Птицын покачал головой.
— Что скажешь, Бахарев, каков Спиноза? Черт те что! Вероятно, я потому и запомнил его. Да и фамилия такая — По–бе–до–носенко. А в общем–то вопрос проясняется. Похоже, что одесский сапожник взялся за старое дело, только теперь у него хозяева, видимо, классом повыше. Марина же выполняла…
Размышление вслух прервал стук в дверь.
— Войдите… Входи, входи, Алексей Петрович. С чем пожаловал?
— Дополнение к тому делу имеется.
И сотрудник архива положил на стол пухлую папку:
— Битый час искал. Это как чеховская лошадиная фамилия — не успокоишься, пока не вспомнишь. А помню — дело одесских контрабандистов имело продолжение, уже послевоенных лет. Прошу вас, Александр Порфирьевич.
Птицын открывает папку, читает длинное, страниц на десять, каллиграфическим почерком написанное заявление. Заявление, видимо, сочинялось еще дома, и в приемную КГБ автор явился, все обдумав, взвесив.

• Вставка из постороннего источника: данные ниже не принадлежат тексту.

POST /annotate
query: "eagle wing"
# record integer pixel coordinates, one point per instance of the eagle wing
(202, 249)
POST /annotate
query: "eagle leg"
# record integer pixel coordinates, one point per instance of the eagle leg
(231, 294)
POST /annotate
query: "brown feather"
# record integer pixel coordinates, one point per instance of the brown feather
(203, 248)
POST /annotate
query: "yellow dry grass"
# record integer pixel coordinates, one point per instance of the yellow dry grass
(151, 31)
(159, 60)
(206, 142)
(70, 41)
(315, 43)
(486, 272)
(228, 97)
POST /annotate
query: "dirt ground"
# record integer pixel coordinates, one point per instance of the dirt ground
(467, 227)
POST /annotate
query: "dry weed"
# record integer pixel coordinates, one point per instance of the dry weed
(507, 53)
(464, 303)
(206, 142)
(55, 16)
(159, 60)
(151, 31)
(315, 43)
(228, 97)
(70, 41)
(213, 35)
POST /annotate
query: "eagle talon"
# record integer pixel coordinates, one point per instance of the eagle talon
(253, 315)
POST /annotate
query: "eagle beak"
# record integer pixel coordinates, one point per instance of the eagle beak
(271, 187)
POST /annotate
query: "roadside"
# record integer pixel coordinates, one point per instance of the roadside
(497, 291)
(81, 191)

«Я, Аркадий Семенович Победоносенко, уроженец города Одессы, судимый по делу контрабандистов, ныне мастер сапожной мастерской, сообщаю нижеследующее: вчера вечером в пивном баре на Пушкинской площади имел откровенный разговор с самым отчаянным фраером Молдаванки, которого у нас в Одессе звали Косым и который просил сейчас называть его Ефимом Михайловичем. Судя по тому, как он с ходу атаковал меня, едва я заказал пару пива, я был уже давно у него на прицеле. Я сразу узнал в нем одного из шайки одесских контрабандистов, для которых когда–то работал всякие тайники в ботинках. Как и до войны, он был элегантно одет, те же усики, тот же мясистый нос, те же маленькие бегающие глазки, та же боцманская походка человека, у которого почти нет шеи. У пего наследственная одесская астма. Только волосы на макушке поредели и были, как говорят у нас в Одессе, зачесаны с разумной экономией… За несколько месяцев до того, как провалилась вся банда, упомянутый выше Косой был отправлен Мишкой–аристократом в центр готовить базу для «дочернего предприятия», что, полагаю, и спасло его от карающего меча ВЧК–ОГПУ. Я спросил подсевшего к столу Косого: «А что тебе собственно надо от Победоносенко?» Он обнял меня и сказал: «Милый мальчик, я еще сам точно не знаю. Поговорим просто так. За Одессу, да благословит ее господь бог. Одесса — это, как сказал пат Панель, много моря, солнца и красивых женщин. Так. выпьем за упокой души твоей супружницы–красавицы, да будет земля ей пухом…» И он тут же вытащил из заднего кармана плоскую флягу с водкой, разлил ее в два стакана и чокнулся: «Бывай здоров, мальчик». Это означало, что Косому уже все известно о послевоенном Аркашке. А откуда известно? Имею предположение, что это наши общие одесские дружки шепнули Косому про то, как после войны появился на Дерибасовской Аркашка Победоносенко с орденом Красной Звезды на груди, в выцветшей солдатской гимнастерке без погон и в сапогах, пошитых из трофейного шевро».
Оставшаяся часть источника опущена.